US-based Hubstaff says its number of UK customers is up four times year-on-year since February.
Another company called Sneek offers technology that takes photos of workers through their laptop and uploads them for colleagues to see.
Photos can be taken as often as every minute, although the firm describes itself as a communication platform and says “everyone on the app has the same experience whether they are an employer or an employee”.
Its co-founder, Del Currie, told the BBC that it had seen a five-fold increase in its number of users during lockdown, taking the firm to almost 20,000 in total.
A recent study by academics at Cardiff University and the University of Southampton found that a common fear among bosses is taht ou-of-sight workers will “shirk”, although lockdown didn’t actually appear to hav had much of an effect on output either way.
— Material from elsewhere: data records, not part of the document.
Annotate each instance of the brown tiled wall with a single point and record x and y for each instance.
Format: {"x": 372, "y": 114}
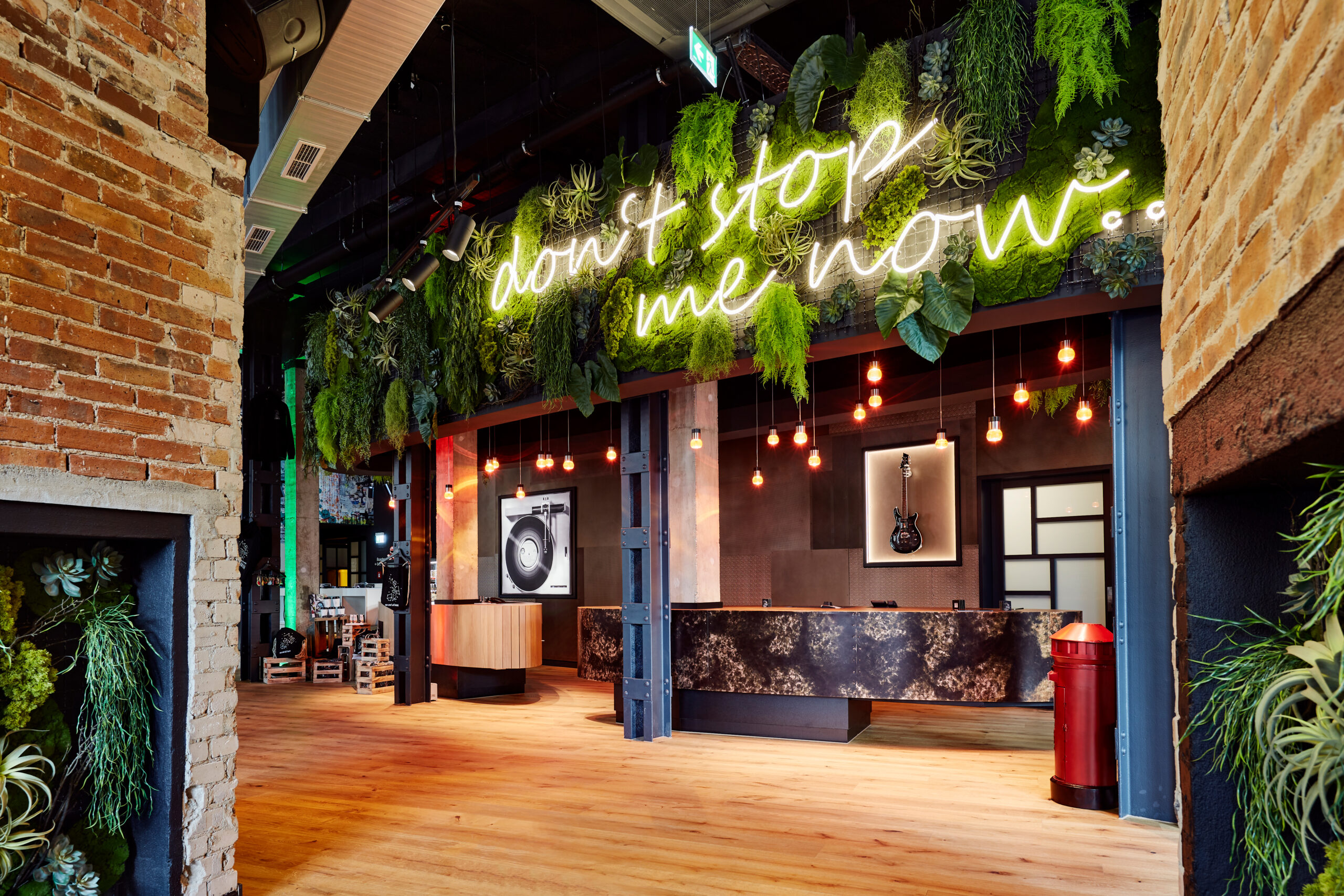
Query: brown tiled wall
{"x": 1253, "y": 120}
{"x": 119, "y": 245}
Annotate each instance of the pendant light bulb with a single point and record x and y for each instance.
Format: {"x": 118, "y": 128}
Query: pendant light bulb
{"x": 420, "y": 272}
{"x": 995, "y": 433}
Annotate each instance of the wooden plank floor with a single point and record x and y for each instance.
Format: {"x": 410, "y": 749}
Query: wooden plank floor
{"x": 539, "y": 794}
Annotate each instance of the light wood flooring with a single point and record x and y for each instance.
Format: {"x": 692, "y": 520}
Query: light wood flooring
{"x": 539, "y": 794}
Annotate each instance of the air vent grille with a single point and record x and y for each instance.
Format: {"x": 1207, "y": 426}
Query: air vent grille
{"x": 257, "y": 238}
{"x": 303, "y": 160}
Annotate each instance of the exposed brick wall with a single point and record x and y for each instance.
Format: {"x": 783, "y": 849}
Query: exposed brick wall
{"x": 121, "y": 318}
{"x": 1253, "y": 120}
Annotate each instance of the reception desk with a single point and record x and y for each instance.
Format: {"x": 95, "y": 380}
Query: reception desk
{"x": 484, "y": 649}
{"x": 737, "y": 668}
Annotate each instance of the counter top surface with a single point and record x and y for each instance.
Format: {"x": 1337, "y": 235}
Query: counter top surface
{"x": 875, "y": 653}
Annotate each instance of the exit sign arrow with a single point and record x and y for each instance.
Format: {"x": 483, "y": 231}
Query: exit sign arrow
{"x": 704, "y": 58}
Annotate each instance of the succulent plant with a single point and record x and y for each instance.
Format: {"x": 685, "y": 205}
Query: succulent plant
{"x": 1092, "y": 163}
{"x": 959, "y": 154}
{"x": 784, "y": 242}
{"x": 104, "y": 561}
{"x": 1136, "y": 251}
{"x": 762, "y": 120}
{"x": 1113, "y": 132}
{"x": 480, "y": 256}
{"x": 680, "y": 261}
{"x": 960, "y": 248}
{"x": 936, "y": 78}
{"x": 61, "y": 571}
{"x": 842, "y": 300}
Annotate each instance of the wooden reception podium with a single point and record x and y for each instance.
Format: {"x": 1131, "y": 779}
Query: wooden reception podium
{"x": 484, "y": 649}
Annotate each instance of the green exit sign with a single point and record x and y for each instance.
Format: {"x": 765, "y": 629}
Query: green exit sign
{"x": 704, "y": 58}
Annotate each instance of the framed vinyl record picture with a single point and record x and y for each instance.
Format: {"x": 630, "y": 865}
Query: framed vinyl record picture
{"x": 911, "y": 505}
{"x": 537, "y": 544}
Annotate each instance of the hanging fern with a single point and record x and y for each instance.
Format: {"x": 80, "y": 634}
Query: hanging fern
{"x": 1077, "y": 39}
{"x": 553, "y": 343}
{"x": 783, "y": 338}
{"x": 702, "y": 150}
{"x": 397, "y": 414}
{"x": 713, "y": 350}
{"x": 994, "y": 54}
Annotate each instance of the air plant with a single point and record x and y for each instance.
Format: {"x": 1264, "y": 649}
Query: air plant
{"x": 1092, "y": 163}
{"x": 959, "y": 154}
{"x": 784, "y": 242}
{"x": 577, "y": 202}
{"x": 1113, "y": 132}
{"x": 480, "y": 257}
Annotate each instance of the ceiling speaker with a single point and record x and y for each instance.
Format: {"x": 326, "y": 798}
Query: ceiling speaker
{"x": 255, "y": 38}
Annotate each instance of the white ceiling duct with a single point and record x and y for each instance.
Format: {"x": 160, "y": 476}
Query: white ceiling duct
{"x": 301, "y": 138}
{"x": 666, "y": 23}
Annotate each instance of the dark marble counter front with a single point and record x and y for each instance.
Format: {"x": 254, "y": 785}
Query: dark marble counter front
{"x": 944, "y": 656}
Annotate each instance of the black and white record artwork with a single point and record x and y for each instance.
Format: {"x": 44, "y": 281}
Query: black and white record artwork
{"x": 537, "y": 544}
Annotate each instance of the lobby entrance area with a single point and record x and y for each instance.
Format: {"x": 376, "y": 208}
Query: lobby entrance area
{"x": 539, "y": 793}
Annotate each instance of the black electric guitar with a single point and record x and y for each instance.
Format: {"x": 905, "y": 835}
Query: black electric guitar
{"x": 905, "y": 537}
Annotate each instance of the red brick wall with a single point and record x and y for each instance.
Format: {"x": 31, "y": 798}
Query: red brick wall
{"x": 120, "y": 245}
{"x": 1253, "y": 120}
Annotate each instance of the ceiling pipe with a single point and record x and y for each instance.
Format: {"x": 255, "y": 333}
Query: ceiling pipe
{"x": 282, "y": 282}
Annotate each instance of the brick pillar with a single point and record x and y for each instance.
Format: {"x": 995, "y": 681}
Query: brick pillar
{"x": 694, "y": 495}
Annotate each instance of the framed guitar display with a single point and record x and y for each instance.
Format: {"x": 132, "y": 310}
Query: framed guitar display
{"x": 911, "y": 505}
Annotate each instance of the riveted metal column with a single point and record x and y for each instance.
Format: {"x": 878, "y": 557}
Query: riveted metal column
{"x": 646, "y": 602}
{"x": 413, "y": 493}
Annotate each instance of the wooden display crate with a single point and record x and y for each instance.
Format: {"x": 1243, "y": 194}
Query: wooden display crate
{"x": 375, "y": 649}
{"x": 374, "y": 678}
{"x": 326, "y": 672}
{"x": 276, "y": 671}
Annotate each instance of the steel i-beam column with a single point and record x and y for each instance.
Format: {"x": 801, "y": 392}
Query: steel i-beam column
{"x": 646, "y": 604}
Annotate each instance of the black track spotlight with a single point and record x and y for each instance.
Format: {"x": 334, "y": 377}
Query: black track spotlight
{"x": 420, "y": 272}
{"x": 386, "y": 305}
{"x": 459, "y": 236}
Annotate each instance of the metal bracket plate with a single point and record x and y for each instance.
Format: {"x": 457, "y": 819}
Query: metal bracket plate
{"x": 635, "y": 539}
{"x": 636, "y": 690}
{"x": 635, "y": 462}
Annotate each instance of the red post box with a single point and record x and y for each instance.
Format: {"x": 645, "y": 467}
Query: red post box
{"x": 1085, "y": 716}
The survey also suggested that a third of home workers felt that their productivity had fallen too.
But is technology the answer to either catch out those who might be slacking off or to help those struggling to adjust to working from the kitchen table full-time?
‘I would have felt bad if somebody was tracking me’
Josh, a 26-year-old photographer living in London, admits that the thing he found hardest about working from home was the drop in his productivity.
Setting up a makeshift studio in the kitchen of his three-bedroom flatshare was logistically challenging but he also struggled with motivation.
“Some days I would get through everything, but others I would sit and stare at a pair of sandals for a while just thinking, ‘I can’t do this.’ It’s too easy to just go and put the washing on, or make a cup of tea – you find ways to distract yourself quite easily.”
He is grateful his boss doesn’t use any tracking software on him. “Those days when it was a bit harder to be motivated, I would have felt bad if I knew somebody was tracking my productivity,” he says.